I was keeping track of this using on a PC running the now long-gone Microsoft Works, which, for those less familiar with last-millennium computing, was a software suite incorporating basic and much cheaper versions of the things you found in Microsoft Office: a word-processor, database, and spreadsheet. If your needs were simple, it worked rather well.
Anyway, at one point I was printing out a list of recent donations on my dot-matrix printer, and I noticed what appeared to be some data corruption. In the midst of the sea of donors’ names, there were a couple of dates being printed out. Was this a software bug, or was my database file corrupt? I started investigating, while wondering just how much data I’d entered since my last backup and whether I could recreate it…
In the end, the answer was simple, and I breathed a huge sigh of relief. I tried recreating the entry for one of donors and the same thing happened again, at which point I dug a bit deeper and discovered a ‘feature’ of the app. The lady’s first name was ‘June’, and, though it displayed just fine on the data-entry screen, behind the scenes, it had been turned into 1/6/93! I skimmed quickly through the congregation to find the other problematic record, and found it was for a donation from a lady named ‘May’!
When I came back to doing some scientific computing in academia a few years ago, I was surprised and slightly worried to see several of my colleagues processing their data with Excel. It’s a wonderful program and very appealing, because of the ease of viewing, checking and plotting graphs of your results, but it comes with lots of problems of its own and shouldn’t be used as a substitute for a proper database (if you’re a church accountant), or for something like Jupyter Notebooks, if you’re a scientific researcher, unless you’re exceedingly careful. Last year, more than a quarter of a century after my issues with May and June, 27 human genes were actually renamed because of the number of errors caused in scientific papers by the use of Excel by researchers. The genes’ previous names were things like ‘SEPT1’.
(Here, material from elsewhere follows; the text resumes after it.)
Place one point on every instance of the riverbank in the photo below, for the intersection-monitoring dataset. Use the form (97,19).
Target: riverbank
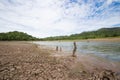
(27,61)
(110,39)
All of this came to mind when reading Tim Harford’s enjoyable piece in yesterday’s FT, The Tyranny of Spreadsheets. Harford follows the origins of spreadsheets, double-entry bookkeeping and other ways of keeping track of things, up to the famous case last year where 16,000 people weren’t promptly told they had positive Covid test results, because somebody had used Excel’s old XLS file format, which can only store about 64,000 rows of information, instead of the newer XLSX. That’s not really a problem; the problem is that Excel doesn’t give you adequate warning when it’s discarding data, or changing it in an attempt to be helpful. And the results can be serious.
To quote the article:
Two economists, Thiemo Fetzer and Thomas Graeber … decided that no catastrophe should be allowed to occur without trying to learn some lessons. They combed through the evidence from Public Health England’s mishap. And by comparing the experiences of different regions, they concluded that the error had led to 125,000 additional infections.
…
Fetzer and Graeber have calculated a conservative estimate of the number of people who died, unknown victims of the spreadsheet error. They think the death toll is at least 1,500 people.
Think about that, as you click ‘Save As…’ and pick your data format.
(Thanks to my sister-in-law Lindsey for the link to the Harford article, which also traces some of the origins of spreadsheets from the 14th century; that’s before even I was using them!)